2. We're all friends – do we really need to formalise our business arrangements?

One of the most common mistakes is the lack of clear written agreements between co-founders. At the start, enthusiasm is high, and verbal agreements seem sufficient. But once money, clients, and investors enter the picture, informal arrangements might fall apart.

Your solution is a written agreement between co-founders. The format of the document and its content depends on the legal requirements and your arrangements (this could be, for example, a Shareholder's Agreement).

Even if you haven't registered a company yet, formalise your business arrangements in writing – this could be an informal Term Sheet signed by all founders.

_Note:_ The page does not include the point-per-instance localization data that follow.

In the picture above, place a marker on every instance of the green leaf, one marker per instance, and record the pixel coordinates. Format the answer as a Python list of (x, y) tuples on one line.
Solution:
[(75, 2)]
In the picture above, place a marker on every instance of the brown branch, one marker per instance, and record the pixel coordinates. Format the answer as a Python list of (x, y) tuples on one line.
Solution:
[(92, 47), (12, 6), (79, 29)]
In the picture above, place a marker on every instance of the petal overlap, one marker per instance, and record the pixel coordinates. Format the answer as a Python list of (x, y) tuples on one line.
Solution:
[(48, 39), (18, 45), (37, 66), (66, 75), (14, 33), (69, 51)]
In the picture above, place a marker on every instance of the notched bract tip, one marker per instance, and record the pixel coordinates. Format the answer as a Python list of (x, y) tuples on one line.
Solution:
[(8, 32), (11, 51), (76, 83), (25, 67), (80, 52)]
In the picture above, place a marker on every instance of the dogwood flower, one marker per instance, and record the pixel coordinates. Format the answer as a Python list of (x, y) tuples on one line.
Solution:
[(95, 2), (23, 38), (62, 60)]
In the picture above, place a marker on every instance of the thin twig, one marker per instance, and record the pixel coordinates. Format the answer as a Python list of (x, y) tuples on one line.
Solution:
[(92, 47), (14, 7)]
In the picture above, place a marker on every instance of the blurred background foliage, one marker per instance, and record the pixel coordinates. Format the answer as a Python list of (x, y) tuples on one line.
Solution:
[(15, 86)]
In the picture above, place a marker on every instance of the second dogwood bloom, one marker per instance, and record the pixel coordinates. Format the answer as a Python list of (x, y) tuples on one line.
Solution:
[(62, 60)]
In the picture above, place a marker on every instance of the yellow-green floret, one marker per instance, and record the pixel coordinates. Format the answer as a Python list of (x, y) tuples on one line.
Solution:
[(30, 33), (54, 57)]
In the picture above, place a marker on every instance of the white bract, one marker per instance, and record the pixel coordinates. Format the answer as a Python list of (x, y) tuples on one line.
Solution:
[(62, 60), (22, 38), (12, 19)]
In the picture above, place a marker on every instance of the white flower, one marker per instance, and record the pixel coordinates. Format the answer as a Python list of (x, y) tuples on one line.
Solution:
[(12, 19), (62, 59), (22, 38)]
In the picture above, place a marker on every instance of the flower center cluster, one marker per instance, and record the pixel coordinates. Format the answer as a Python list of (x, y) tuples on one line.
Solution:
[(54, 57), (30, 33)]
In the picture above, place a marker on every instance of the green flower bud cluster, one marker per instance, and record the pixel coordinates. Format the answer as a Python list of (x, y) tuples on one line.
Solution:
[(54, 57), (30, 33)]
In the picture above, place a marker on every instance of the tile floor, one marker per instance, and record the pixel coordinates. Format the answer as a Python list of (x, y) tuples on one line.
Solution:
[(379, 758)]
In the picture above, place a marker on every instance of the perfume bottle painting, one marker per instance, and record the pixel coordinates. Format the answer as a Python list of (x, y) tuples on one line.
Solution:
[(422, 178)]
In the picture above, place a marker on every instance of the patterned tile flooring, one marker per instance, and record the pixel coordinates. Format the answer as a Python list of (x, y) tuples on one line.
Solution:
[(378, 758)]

3. Intellectual property: who owns your product?

In tech startups, intellectual property (IP) – like software, technology, or designs – is often the most valuable asset. Code may be written on personal devices, designs created by freelancers, and rights left unassigned. If IP rights aren't formally transferred, the creator remains the IP owner. IP rights ownership can be a ‘stumbling block’ not only between the founders/team but also a dealbreaker in getting investment.

What can you do to secure full rights to your product?

  1. IP rights can be transferred by law (e.g., via employment contracts) or by agreement (e.g. when you engage freelancers). Regardless of how significant a team member's contribution is, we recommend signing an appropriate agreement with each individual (e.g., employment contracts or contractor agreements). In addition, such agreements should include the necessary IP clauses to ensure the full transfer of intellectual property rights
  2. If IP was created before company registration, transfer those rights to the company. You can do this by signing an IP rights sale agreement between the rights holder and the company. If your relationship with the team members has not been formalised previously, this can be a collective IP rights sale agreement signed by all authors
  3. You can use third-party IP. In this case, we recommend having clear and understandable license agreements with such third parties for the legitimate use of such IP. Often, various IP stocks may be used in the development. In this case, we recommend paying attention to the terms of use posted on the sites of such resources. Some of them have restrictions, including prohibition of commercial use

4. Should you register a trademark?

In the early stages, trademark registration may seem secondary or too expensive. However, it's a strategic move that can protect your brand and prevent future issues. Failure to register may result in: claims from owners of similar or identical brands; rebranding costs; loss of reputation and recognition if the name has to be changed; and limited defences if competitors copy the brand.

Before registering, conduct a trademark search to ensure that the same or similar designations are not already registered or in use in your field.

5. What if my project is confidential?

Relying solely on verbal promises of confidentiality is risky. Such arrangements are generally difficult to prove in the event of a dispute and do not provide sufficient legal protection.

The solution is to sign a Non-Disclosure Agreement (NDA) with every project participant. An NDA is a legally binding document that clearly defines what information is considered confidential, how it should be used, and what the consequences are in case of its disclosure.

To simplify document flow and increase transparency, NDA terms can be included in the main contracts with team members (labour contracts, independent contractor agreements). This can help to avoid duplication of documents and provide a single legal context for all project participants.

This list of recommendations is not exhaustive and may include other factors as well. We recommend consulting legal advisors to ensure that all the nuances of your business are properly taken into account.